Pergi ke mana? Rasa khawatir itu tiba-tiba saja menyerangnya. Ia menatap nyalang, menyusuri setiap sudut ruangan. Dan, pada akhirnya dapat menemukan Noura tengah duduk pada sebuah batu besar—dengan didampingi tiang infusnya—di area taman rumah sakit yang letaknya persis di depan kamar Noura.
Setelah dinyatakan oleh dokter bahwa kondisinya sudah semakin membaik. Perempuan itu kerap kali berjalan kecil untuk berpindah tempat di dalam kamarnya. Bahkan ia tidak lagi meminta bantuan sahabatnya—yang secara bergantian bertugas untuk menjaganya—untuk sekedar pergi ke toilet.
Dan hari ini, tampaknya Noura sudah mulai memberanikan diri untuk pergi ke luar dari kamar dan menikmati suasana dengan duduk-duduk di area taman bersama dengan...

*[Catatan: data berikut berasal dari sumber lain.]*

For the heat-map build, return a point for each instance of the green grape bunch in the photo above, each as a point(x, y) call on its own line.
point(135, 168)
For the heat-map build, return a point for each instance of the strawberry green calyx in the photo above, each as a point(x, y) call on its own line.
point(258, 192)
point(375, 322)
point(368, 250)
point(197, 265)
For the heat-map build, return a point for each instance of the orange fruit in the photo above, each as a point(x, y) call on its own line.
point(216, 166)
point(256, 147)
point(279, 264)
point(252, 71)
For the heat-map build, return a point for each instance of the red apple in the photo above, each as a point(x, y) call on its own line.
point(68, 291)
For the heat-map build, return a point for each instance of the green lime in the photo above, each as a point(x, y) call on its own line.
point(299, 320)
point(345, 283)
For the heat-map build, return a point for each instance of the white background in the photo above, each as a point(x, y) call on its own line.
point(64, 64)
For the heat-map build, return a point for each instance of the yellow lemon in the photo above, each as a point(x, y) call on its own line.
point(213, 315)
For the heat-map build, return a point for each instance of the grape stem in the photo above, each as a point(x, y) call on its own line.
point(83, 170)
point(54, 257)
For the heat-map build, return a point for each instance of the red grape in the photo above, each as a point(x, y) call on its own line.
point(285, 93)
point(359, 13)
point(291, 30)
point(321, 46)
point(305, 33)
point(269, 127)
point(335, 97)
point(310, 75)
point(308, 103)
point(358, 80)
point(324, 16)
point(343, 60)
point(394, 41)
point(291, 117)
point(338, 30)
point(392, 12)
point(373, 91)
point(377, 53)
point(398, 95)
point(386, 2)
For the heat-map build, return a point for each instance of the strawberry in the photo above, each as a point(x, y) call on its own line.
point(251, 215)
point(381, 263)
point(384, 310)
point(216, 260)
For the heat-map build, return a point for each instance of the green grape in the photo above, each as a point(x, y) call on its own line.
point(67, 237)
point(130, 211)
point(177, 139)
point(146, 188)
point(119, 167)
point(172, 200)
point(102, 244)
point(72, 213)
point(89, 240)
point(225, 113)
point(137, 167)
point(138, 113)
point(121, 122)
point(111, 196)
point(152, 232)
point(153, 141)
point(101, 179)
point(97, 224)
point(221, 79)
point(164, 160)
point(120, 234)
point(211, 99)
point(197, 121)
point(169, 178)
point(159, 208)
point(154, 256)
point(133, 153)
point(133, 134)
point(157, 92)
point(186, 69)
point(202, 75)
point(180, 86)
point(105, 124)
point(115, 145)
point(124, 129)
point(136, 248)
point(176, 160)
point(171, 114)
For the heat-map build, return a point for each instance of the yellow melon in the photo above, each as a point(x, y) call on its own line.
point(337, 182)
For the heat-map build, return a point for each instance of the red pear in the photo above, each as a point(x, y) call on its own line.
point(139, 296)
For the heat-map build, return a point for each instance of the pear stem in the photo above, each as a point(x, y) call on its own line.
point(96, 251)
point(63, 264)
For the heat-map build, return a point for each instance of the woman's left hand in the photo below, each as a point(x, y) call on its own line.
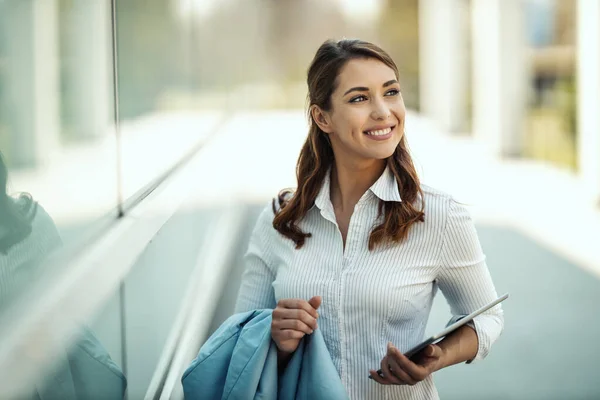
point(399, 370)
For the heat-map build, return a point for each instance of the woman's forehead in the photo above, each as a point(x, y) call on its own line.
point(368, 72)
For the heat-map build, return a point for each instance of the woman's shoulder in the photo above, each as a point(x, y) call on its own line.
point(439, 202)
point(432, 194)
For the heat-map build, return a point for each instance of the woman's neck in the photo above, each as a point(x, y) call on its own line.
point(350, 182)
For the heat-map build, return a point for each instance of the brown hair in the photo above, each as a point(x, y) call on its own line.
point(316, 156)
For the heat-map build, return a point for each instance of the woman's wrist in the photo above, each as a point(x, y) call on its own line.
point(459, 347)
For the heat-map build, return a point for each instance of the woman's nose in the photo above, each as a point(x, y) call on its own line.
point(380, 111)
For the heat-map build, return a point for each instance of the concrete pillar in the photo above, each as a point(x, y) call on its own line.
point(31, 80)
point(499, 75)
point(89, 85)
point(588, 95)
point(443, 61)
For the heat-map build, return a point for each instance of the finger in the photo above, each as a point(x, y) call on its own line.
point(399, 374)
point(315, 302)
point(301, 315)
point(433, 351)
point(288, 334)
point(294, 324)
point(299, 304)
point(388, 376)
point(375, 376)
point(415, 371)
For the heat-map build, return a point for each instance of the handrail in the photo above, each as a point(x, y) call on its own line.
point(198, 305)
point(36, 327)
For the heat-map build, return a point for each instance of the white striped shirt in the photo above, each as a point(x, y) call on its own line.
point(370, 298)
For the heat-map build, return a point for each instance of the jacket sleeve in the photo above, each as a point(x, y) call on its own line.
point(465, 280)
point(256, 289)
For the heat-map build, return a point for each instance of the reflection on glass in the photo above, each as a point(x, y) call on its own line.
point(27, 236)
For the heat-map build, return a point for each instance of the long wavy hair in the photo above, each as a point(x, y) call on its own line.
point(16, 214)
point(316, 156)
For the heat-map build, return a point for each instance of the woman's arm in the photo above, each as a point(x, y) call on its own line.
point(256, 290)
point(465, 281)
point(460, 346)
point(467, 285)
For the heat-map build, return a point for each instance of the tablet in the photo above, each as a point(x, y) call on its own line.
point(436, 338)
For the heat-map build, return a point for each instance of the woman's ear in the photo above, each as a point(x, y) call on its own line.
point(321, 118)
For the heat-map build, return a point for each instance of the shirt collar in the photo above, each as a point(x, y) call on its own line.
point(385, 188)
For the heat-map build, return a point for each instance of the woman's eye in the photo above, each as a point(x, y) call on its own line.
point(358, 99)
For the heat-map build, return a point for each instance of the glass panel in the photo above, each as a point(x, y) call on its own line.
point(58, 177)
point(57, 143)
point(162, 117)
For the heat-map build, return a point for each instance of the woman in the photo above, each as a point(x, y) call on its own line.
point(361, 246)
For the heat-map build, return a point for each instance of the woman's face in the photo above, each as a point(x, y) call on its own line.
point(366, 120)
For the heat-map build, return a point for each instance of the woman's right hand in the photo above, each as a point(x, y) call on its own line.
point(292, 319)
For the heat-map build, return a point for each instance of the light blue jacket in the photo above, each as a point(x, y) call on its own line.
point(239, 361)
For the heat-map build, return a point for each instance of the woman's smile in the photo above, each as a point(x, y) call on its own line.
point(381, 132)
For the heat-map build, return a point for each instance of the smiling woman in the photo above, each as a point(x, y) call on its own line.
point(361, 246)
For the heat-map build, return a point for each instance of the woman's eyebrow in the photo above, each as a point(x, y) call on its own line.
point(357, 89)
point(366, 89)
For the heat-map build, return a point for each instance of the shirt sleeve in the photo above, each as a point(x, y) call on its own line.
point(256, 289)
point(465, 280)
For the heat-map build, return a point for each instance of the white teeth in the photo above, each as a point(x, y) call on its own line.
point(380, 132)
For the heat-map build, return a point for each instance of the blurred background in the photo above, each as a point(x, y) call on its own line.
point(140, 138)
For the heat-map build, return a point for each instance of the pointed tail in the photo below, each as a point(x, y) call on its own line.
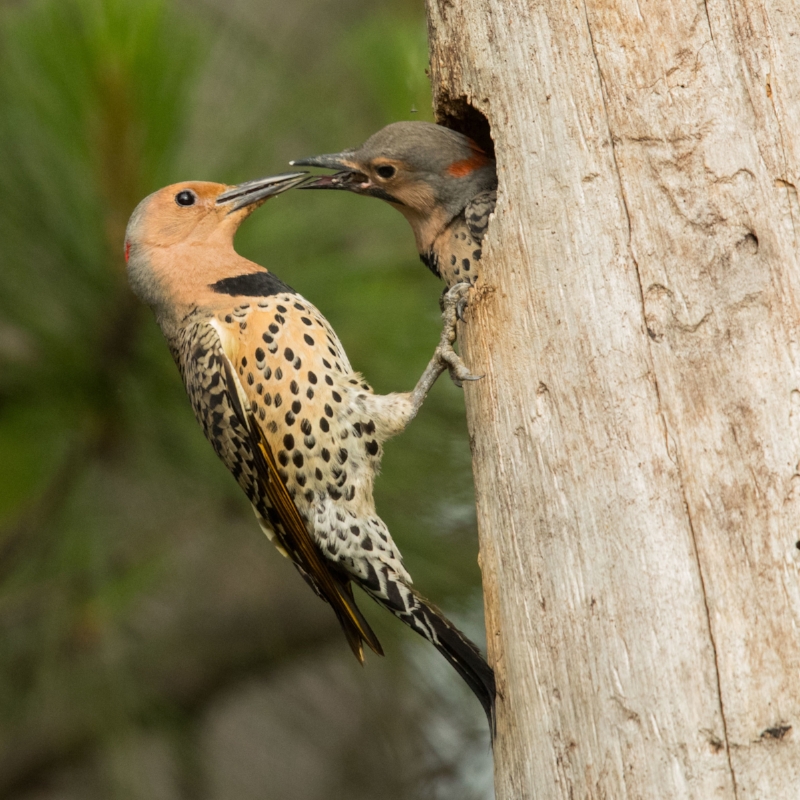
point(423, 617)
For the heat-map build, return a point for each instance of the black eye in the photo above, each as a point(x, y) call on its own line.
point(185, 198)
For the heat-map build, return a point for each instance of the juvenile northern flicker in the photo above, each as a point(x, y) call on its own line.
point(273, 390)
point(438, 179)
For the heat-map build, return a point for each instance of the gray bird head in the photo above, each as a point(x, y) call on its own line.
point(428, 172)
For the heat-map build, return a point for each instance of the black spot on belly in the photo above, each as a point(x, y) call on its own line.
point(253, 284)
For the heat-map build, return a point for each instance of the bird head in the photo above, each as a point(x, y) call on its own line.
point(182, 236)
point(428, 172)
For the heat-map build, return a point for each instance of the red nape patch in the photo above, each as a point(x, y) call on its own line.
point(478, 159)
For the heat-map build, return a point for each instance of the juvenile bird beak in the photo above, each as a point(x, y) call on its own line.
point(349, 176)
point(250, 192)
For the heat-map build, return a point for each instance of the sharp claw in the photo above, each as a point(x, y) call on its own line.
point(454, 304)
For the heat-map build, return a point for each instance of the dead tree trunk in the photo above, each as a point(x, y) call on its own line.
point(637, 435)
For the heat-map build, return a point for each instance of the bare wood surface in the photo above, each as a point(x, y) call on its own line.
point(637, 435)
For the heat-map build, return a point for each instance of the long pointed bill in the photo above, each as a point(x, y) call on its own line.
point(341, 160)
point(251, 192)
point(348, 177)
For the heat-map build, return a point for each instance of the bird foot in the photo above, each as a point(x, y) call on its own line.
point(454, 303)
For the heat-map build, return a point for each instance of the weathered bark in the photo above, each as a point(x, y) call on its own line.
point(637, 435)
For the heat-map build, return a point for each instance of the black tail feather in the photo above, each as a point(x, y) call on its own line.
point(460, 652)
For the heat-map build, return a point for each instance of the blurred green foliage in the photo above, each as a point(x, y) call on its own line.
point(137, 599)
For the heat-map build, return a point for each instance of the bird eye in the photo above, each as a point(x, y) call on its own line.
point(185, 198)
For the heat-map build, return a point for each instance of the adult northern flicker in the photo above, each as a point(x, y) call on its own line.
point(273, 390)
point(438, 179)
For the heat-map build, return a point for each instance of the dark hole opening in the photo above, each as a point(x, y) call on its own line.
point(459, 115)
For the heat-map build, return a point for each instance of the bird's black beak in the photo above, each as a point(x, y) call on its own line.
point(339, 161)
point(348, 176)
point(251, 192)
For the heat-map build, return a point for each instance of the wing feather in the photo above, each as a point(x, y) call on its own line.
point(292, 533)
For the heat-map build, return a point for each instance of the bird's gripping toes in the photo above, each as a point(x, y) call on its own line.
point(275, 394)
point(442, 183)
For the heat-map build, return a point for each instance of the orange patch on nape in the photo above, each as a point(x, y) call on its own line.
point(478, 159)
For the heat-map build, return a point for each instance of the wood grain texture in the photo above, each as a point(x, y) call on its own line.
point(636, 438)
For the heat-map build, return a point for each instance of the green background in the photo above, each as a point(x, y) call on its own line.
point(152, 642)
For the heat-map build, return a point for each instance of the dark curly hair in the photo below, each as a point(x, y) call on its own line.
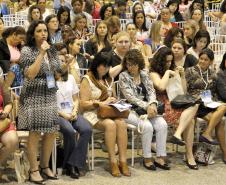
point(103, 9)
point(207, 52)
point(173, 32)
point(144, 28)
point(61, 10)
point(133, 56)
point(31, 31)
point(158, 63)
point(100, 58)
point(201, 34)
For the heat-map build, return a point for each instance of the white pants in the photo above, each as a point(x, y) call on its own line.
point(157, 124)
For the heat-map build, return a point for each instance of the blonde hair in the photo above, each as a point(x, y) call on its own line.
point(192, 23)
point(120, 34)
point(155, 31)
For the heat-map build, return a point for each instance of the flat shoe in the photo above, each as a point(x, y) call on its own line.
point(205, 140)
point(193, 167)
point(176, 141)
point(164, 166)
point(151, 167)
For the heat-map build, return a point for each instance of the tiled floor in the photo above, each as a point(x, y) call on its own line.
point(178, 175)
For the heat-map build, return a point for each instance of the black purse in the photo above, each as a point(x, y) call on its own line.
point(140, 111)
point(183, 101)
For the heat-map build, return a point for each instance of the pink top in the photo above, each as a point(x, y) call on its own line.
point(14, 53)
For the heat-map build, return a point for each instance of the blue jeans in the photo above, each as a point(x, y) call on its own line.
point(75, 150)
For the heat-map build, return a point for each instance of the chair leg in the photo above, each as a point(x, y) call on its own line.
point(54, 157)
point(88, 156)
point(197, 131)
point(132, 160)
point(92, 152)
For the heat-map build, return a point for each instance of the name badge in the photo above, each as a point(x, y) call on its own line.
point(66, 107)
point(206, 96)
point(50, 80)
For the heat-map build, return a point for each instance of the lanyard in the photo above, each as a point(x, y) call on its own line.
point(207, 77)
point(47, 61)
point(109, 87)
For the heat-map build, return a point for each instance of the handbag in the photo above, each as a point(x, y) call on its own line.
point(4, 124)
point(108, 111)
point(140, 111)
point(174, 87)
point(183, 101)
point(204, 153)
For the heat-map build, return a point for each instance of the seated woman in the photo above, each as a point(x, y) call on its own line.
point(122, 45)
point(173, 6)
point(8, 137)
point(99, 41)
point(162, 69)
point(145, 49)
point(139, 20)
point(79, 61)
point(197, 15)
point(173, 33)
point(106, 11)
point(53, 26)
point(157, 34)
point(200, 42)
point(137, 88)
point(190, 30)
point(1, 27)
point(181, 58)
point(34, 14)
point(201, 78)
point(97, 88)
point(75, 148)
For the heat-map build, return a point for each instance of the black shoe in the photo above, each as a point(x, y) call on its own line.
point(176, 141)
point(164, 167)
point(205, 140)
point(151, 167)
point(193, 167)
point(73, 172)
point(46, 176)
point(33, 181)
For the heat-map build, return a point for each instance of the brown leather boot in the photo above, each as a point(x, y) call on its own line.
point(115, 170)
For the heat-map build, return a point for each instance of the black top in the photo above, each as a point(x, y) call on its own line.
point(114, 60)
point(190, 61)
point(4, 56)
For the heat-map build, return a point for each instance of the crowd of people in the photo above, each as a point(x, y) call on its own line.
point(79, 54)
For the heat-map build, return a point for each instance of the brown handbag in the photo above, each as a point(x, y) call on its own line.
point(107, 111)
point(4, 124)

“Rami?” bisik Diola saat menangkap sosok pria itu tengah duduk di depan Noura sambil memegangi tangannya.
Ada sensasi aneh yang Diola rasakan saat menonton adegan tersebut di depan matanya. Ia tak tahu apa tepatnya, namun kala itu ia mencoba mengabaikan perasaannya. Dan memilih untuk memejamkan kedua matanya, lalu berbalik arah dan duduk pada kursi terdekat.
Tak berselang lama, tiba-tiba saja muncul keinginan untuk mengetahui lebih lanjut tentang apa yang terjadi di antara Noura dan Rami. Setelah sebelumnya bersusah payah untuk meredam rasa penasarannya. Tapi sepertinya gagal, karena Diola terlalu ingin tahu.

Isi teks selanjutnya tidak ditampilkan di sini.